Yeah. And then one last question, just -- I've just looked briefly since your press release, but your PI and the INKmune prostate trial seems to be a pretty big deal. I'm just wondering what his motivation was to work with you guys on this?

Well, I'll let you ask -- I'll let you -- I don't want to put words in his mouth, but this is, as you said, he's a very experienced guy, clinical trialist. He has particular insight and expertise in immunotherapy. And I think he's just -- my sense is, he's been frustrated that all of his other buddies in the cancer world, whether you're lung cancer or melanoma docs, have all these interesting immunotherapy tools to use checkpoint inhibitors, ADCs, etcetera. And he doesn't have anything, right? And he states that we've reached the limit, I think this is in his quote in the press release, we've reached the limit with what we can do with the effective therapies we have, and those are inhibitors, anti-androgen strategies and chemotherapy. So he believes that the only way he's going to progress is with an immunotherapy. And Mark, you heard Mark's comments, Mark convinced him that what they really need is a therapy that targets NK cells, and he's on board. So we're pretty excited. He's a very good guy. But he's been there, done that, and he's been involved in every immunotherapy failure in prostate cancer going forward because that's what the field has been focused on. They're trying to replicate the success they've had in breast cancer and in lung cancer with immunotherapy in prostate cancer. And so far, it's been a disappointment.

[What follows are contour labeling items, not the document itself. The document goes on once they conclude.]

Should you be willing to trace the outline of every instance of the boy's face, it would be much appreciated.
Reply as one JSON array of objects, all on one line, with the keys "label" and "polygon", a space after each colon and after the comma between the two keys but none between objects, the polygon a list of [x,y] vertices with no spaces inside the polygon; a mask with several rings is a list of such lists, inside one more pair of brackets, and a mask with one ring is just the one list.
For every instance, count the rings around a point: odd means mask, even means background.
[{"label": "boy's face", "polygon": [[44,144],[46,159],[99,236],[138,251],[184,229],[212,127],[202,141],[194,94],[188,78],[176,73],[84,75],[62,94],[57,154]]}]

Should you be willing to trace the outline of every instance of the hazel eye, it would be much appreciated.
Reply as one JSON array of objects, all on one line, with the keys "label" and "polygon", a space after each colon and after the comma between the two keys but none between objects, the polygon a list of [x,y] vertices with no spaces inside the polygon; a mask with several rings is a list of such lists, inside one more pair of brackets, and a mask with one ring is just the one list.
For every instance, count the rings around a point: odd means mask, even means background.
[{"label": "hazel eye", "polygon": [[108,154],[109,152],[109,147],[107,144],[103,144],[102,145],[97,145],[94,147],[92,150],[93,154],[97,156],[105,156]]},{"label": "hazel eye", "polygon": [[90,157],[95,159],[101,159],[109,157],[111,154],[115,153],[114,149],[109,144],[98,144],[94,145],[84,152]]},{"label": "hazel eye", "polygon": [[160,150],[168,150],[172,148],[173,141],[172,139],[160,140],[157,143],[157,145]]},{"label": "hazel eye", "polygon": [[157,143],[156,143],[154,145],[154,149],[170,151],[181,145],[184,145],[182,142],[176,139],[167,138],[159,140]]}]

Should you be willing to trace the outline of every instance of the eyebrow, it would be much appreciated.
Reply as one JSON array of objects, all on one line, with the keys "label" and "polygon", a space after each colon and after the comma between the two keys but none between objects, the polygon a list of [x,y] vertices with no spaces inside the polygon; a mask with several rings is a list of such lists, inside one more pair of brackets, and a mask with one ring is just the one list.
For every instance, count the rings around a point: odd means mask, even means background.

Thank you. Thanks for your answers guys and looking forward to a big year from you.

Thanks, Dan.

There are no further questions at this time. I'd like to turn the floor back over to Dr. RJ Tesi for closing comments.

I think you're on mute RJ?

Well, okay. Thank you. So thank you, everyone for participating in the call. We continue to make progress despite the regulatory challenges and the dislocations in the capital markets. We believe we have novel products that will be valuable to clinical teams and have a broad variety of clinical applications, and you're beginning to see that. And we aren't afraid to innovate in our clinical, regulatory and financial activities. INmune Bio has this can-do attitude that we think will benefit patients and investors alike. And I personally will put Alzheimer's disease and prostate cancer on notice. We're coming after you. So with that, we will close, and thank you very much.

This concludes today's conference. You may disconnect your lines at this time. Thank you for your participation.